Sugiyama JE, Glass DJ, Yancopoulos GD, Hall ZW - J. Cell Biol. (1997)

Bottom Line: Most importantly, laminin- 1-induced clustering does not require MuSK, a receptor tyrosine kinase that is part of the receptor complex for agrin.Laminin-1 does not cause tyrosine phosphorylation of MuSK in C2 myotubes and induces AChR clustering in myotubes from MuSK-/- mice that do not respond to agrin.In contrast to agrin, laminin-1 also does not induce tyrosine phosphorylation of the AChR, demonstrating that AChR tyrosine phosphorylation is not required for clustering in myotubes.

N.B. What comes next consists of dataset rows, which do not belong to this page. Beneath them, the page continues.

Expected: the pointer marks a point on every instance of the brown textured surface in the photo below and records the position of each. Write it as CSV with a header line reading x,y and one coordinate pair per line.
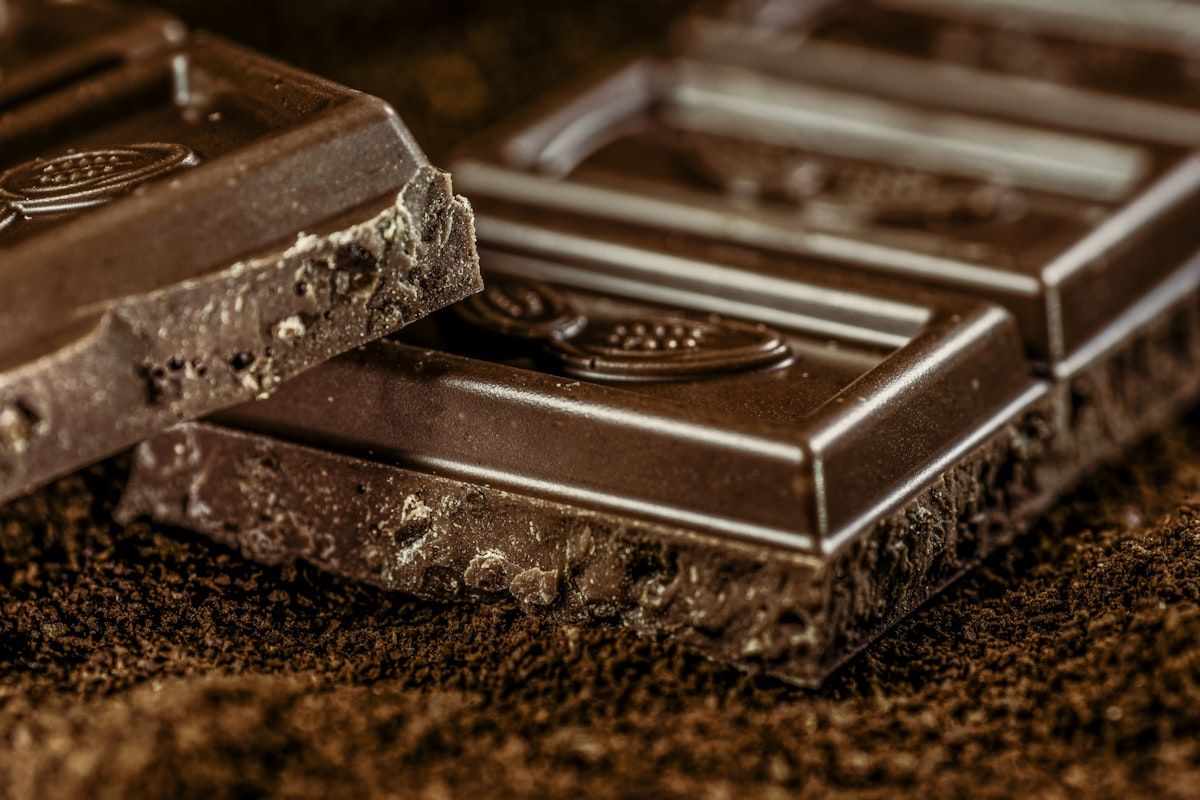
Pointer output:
x,y
148,662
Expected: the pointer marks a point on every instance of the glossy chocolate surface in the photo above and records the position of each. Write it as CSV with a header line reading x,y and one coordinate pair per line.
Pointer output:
x,y
1066,230
184,233
783,432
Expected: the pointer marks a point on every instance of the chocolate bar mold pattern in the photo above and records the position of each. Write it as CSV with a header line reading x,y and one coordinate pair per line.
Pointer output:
x,y
84,179
184,233
666,346
1067,230
735,511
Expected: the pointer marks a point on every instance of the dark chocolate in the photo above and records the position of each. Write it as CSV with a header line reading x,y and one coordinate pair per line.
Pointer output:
x,y
48,44
185,233
1108,66
1069,232
732,481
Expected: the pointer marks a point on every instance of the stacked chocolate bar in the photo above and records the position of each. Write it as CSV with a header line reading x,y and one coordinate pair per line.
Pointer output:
x,y
184,224
783,330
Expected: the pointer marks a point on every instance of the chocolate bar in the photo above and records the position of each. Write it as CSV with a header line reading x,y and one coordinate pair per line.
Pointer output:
x,y
1087,241
580,446
48,44
1109,66
771,474
184,233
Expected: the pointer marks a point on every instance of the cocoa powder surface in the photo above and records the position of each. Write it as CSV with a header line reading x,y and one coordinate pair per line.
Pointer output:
x,y
149,662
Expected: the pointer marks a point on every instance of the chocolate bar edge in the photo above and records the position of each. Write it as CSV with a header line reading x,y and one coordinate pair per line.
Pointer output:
x,y
793,615
125,364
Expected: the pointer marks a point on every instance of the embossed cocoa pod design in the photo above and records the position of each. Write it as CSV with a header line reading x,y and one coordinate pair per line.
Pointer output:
x,y
900,197
672,347
526,311
84,179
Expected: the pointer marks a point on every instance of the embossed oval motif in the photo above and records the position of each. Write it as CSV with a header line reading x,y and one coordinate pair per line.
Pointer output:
x,y
667,348
88,178
521,310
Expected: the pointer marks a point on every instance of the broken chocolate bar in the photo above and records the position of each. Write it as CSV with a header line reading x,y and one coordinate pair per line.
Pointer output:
x,y
48,44
1109,66
771,474
1086,240
181,234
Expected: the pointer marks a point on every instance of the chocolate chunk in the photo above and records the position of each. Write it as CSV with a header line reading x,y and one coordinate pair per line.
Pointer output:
x,y
1069,232
48,44
184,233
773,488
1090,65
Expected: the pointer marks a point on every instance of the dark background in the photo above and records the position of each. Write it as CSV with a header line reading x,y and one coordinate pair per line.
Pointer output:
x,y
149,662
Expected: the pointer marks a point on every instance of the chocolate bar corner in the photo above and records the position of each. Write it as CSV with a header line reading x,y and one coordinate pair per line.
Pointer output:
x,y
184,232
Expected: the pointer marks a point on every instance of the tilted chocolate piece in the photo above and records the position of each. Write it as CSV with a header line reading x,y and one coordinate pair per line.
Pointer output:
x,y
771,474
47,44
183,234
1108,66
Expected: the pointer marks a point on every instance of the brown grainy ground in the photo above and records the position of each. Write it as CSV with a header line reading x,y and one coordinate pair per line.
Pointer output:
x,y
148,662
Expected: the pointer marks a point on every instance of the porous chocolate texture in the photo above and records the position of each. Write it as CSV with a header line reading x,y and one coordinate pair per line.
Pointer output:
x,y
185,233
773,494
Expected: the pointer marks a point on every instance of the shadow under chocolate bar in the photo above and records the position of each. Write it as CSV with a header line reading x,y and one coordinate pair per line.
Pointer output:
x,y
685,186
1111,66
601,449
181,234
1087,241
48,44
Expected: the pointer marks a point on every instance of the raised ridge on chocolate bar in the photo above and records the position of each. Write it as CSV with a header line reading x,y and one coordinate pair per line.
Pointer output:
x,y
771,474
1119,67
48,44
184,233
1069,232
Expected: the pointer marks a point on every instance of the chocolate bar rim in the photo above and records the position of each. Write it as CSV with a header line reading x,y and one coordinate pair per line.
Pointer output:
x,y
348,110
913,79
498,164
829,434
153,30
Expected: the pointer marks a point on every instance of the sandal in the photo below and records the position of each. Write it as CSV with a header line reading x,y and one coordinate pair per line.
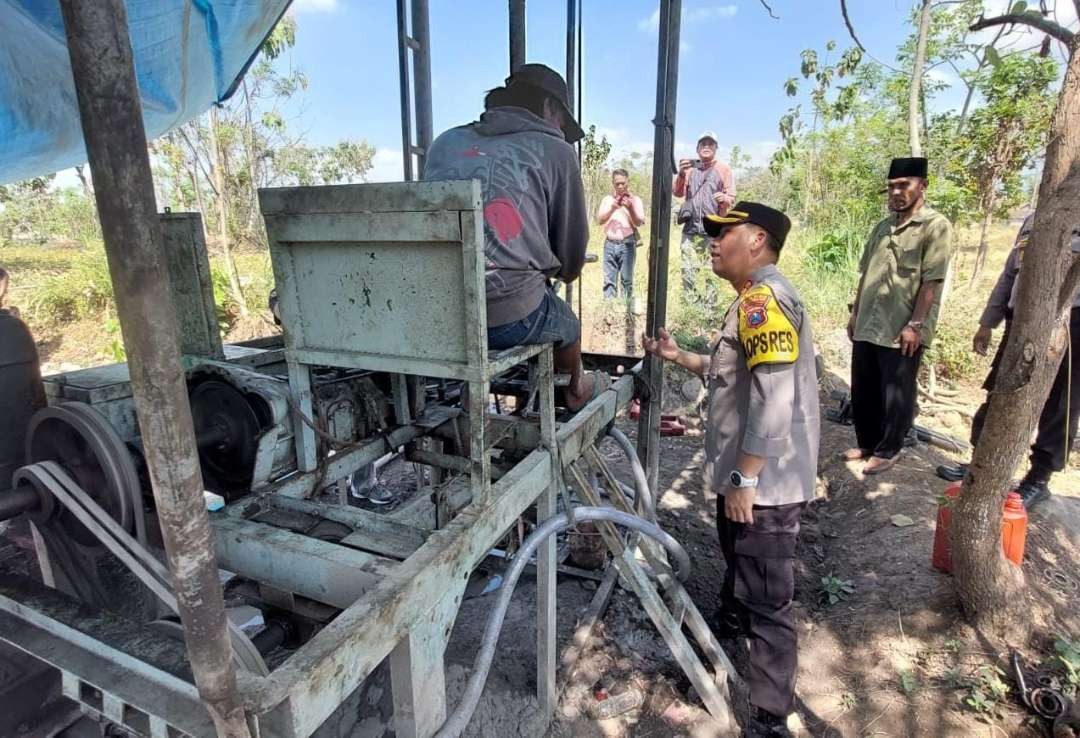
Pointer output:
x,y
602,383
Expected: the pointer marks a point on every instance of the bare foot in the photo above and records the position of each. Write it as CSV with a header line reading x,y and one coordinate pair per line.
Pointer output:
x,y
877,465
577,400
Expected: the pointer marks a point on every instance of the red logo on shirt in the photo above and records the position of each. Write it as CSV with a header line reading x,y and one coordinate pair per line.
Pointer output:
x,y
501,216
754,308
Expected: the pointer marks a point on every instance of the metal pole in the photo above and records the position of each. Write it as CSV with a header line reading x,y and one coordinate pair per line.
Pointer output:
x,y
571,16
109,106
421,77
648,426
403,41
516,35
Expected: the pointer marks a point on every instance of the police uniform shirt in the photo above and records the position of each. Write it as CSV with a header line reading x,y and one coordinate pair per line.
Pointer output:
x,y
895,263
1003,297
763,392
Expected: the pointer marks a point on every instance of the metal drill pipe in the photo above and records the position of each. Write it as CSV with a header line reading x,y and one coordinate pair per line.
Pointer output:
x,y
110,110
648,426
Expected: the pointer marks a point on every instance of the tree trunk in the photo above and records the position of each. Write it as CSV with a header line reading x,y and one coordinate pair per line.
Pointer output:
x,y
915,94
990,589
223,213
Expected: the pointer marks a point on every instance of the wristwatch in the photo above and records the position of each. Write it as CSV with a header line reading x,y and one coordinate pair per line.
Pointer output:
x,y
740,481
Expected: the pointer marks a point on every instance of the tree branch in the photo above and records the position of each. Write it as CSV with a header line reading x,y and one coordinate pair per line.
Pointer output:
x,y
851,32
1045,25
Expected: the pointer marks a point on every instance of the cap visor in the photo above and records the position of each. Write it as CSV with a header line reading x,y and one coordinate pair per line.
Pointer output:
x,y
714,224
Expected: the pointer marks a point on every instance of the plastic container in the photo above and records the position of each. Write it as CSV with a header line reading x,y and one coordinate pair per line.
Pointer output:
x,y
1013,529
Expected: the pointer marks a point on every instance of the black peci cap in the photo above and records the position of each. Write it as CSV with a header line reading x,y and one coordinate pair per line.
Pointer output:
x,y
771,219
907,166
545,79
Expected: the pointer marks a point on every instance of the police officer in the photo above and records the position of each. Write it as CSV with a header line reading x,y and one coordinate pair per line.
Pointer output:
x,y
760,444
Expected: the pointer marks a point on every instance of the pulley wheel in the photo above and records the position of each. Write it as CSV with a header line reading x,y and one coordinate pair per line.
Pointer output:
x,y
226,430
244,654
80,439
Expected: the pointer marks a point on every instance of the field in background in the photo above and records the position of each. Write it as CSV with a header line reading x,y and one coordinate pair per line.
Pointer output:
x,y
66,297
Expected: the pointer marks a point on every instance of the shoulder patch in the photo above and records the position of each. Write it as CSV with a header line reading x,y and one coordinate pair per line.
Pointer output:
x,y
766,333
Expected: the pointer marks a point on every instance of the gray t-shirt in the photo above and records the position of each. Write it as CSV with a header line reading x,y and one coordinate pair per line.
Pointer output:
x,y
763,392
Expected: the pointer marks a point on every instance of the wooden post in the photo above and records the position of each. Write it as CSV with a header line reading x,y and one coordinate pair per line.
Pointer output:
x,y
111,113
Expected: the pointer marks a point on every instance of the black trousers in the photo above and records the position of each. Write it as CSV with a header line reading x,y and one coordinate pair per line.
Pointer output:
x,y
759,585
882,397
1057,423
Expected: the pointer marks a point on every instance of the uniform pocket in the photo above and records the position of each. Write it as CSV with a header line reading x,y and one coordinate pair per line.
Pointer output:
x,y
908,258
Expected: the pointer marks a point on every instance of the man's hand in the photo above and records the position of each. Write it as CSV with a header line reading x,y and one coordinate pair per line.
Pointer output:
x,y
663,346
909,340
739,505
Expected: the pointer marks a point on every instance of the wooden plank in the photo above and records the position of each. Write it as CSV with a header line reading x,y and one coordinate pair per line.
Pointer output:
x,y
543,374
299,386
356,229
185,251
385,362
323,572
368,526
672,633
381,197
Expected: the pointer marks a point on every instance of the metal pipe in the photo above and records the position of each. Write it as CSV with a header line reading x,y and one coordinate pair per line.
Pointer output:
x,y
103,68
648,426
421,81
457,722
642,491
403,80
516,35
571,17
14,502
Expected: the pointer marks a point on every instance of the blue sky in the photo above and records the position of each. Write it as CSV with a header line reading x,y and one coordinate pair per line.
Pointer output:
x,y
348,50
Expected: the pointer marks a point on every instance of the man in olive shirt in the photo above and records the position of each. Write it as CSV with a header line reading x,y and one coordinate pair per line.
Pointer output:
x,y
760,445
893,316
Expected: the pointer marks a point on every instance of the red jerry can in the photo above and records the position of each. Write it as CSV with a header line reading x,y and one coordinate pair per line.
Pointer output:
x,y
1013,529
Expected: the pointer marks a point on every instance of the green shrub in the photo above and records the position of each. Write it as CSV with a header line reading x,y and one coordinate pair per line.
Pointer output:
x,y
81,291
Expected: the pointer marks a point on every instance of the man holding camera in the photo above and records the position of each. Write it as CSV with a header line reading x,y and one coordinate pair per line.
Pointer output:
x,y
620,213
709,188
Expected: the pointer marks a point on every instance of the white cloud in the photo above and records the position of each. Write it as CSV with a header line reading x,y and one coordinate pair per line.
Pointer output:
x,y
694,15
704,13
651,23
314,5
387,165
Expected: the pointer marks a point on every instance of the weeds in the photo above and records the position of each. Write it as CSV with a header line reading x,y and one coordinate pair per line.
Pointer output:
x,y
1067,659
985,693
908,682
834,589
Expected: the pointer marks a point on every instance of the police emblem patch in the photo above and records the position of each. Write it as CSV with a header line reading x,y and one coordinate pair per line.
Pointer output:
x,y
754,307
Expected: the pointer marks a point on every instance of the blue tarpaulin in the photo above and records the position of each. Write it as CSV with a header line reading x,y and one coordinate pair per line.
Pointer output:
x,y
188,55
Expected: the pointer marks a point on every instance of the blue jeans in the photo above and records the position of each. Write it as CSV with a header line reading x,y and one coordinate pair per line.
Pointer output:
x,y
619,262
552,322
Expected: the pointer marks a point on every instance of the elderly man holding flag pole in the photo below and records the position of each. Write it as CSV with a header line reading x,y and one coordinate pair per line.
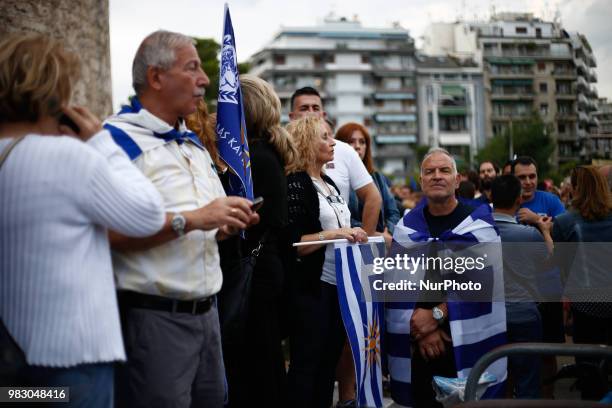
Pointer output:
x,y
167,283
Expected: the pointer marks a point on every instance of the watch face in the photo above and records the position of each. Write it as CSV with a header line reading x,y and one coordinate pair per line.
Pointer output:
x,y
178,223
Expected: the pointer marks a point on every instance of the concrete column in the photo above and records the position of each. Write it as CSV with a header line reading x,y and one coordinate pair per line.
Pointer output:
x,y
83,27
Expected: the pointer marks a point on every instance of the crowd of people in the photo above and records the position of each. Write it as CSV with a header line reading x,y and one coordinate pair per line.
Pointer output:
x,y
129,275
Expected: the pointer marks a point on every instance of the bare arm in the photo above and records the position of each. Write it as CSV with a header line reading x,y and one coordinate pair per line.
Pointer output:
x,y
228,213
372,201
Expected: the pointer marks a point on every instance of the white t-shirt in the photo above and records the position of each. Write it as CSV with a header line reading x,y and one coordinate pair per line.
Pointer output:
x,y
329,215
347,170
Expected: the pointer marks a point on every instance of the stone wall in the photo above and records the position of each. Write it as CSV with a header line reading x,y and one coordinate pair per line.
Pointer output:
x,y
83,26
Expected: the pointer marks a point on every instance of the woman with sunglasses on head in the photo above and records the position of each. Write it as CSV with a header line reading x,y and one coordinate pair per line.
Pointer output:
x,y
588,277
359,138
317,213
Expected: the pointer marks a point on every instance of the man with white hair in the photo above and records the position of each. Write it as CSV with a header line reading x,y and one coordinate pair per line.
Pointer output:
x,y
167,283
443,345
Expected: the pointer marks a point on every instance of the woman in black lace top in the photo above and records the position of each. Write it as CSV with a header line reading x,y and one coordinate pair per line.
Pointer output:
x,y
317,212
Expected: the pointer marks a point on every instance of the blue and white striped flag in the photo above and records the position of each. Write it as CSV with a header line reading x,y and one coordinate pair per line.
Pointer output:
x,y
363,320
231,127
476,327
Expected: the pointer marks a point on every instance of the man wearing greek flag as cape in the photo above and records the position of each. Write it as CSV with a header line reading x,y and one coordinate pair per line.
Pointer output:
x,y
438,338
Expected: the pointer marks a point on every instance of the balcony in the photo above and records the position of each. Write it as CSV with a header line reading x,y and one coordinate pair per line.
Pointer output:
x,y
514,95
454,138
581,66
394,94
348,67
564,73
395,130
395,117
566,116
505,116
391,139
453,110
527,53
565,94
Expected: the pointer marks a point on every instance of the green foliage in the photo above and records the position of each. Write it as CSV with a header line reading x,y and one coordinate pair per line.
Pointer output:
x,y
208,51
530,138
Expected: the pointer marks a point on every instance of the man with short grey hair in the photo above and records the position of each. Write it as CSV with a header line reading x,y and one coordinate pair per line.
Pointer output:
x,y
440,218
167,283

View Article: PubMed Central - PubMed

Affiliation: National Institute of Mental Health, National Institutes of Health, Bethesda, Maryland 20892, USA.

ABSTRACT
The induction of acetylcholine receptor (AChR) clustering by neurally released agrin is a critical, early step in the formation of the neuromuscular junction. Laminin, a component of the muscle fiber basal lamina, also induces AChR clustering. We find that induction of AChR clustering in C2 myotubes is specific for laminin-1; neither laminin-2 (merosin) nor laminin-11 (a synapse-specific isoform) are active. Moreover, laminin-1 induces AChR clustering by a pathway that is independent of that used by neural agrin. The effects of laminin-1 and agrin are strictly additive and occur with different time courses. Most importantly, laminin- 1-induced clustering does not require MuSK, a receptor tyrosine kinase that is part of the receptor complex for agrin. Laminin-1 does not cause tyrosine phosphorylation of MuSK in C2 myotubes and induces AChR clustering in myotubes from MuSK-/- mice that do not respond to agrin. In contrast to agrin, laminin-1 also does not induce tyrosine phosphorylation of the AChR, demonstrating that AChR tyrosine phosphorylation is not required for clustering in myotubes. Laminin-1 thus acts by a mechanism that is independent of that used by agrin and may provide a supplemental pathway for AChR clustering during synaptogenesis.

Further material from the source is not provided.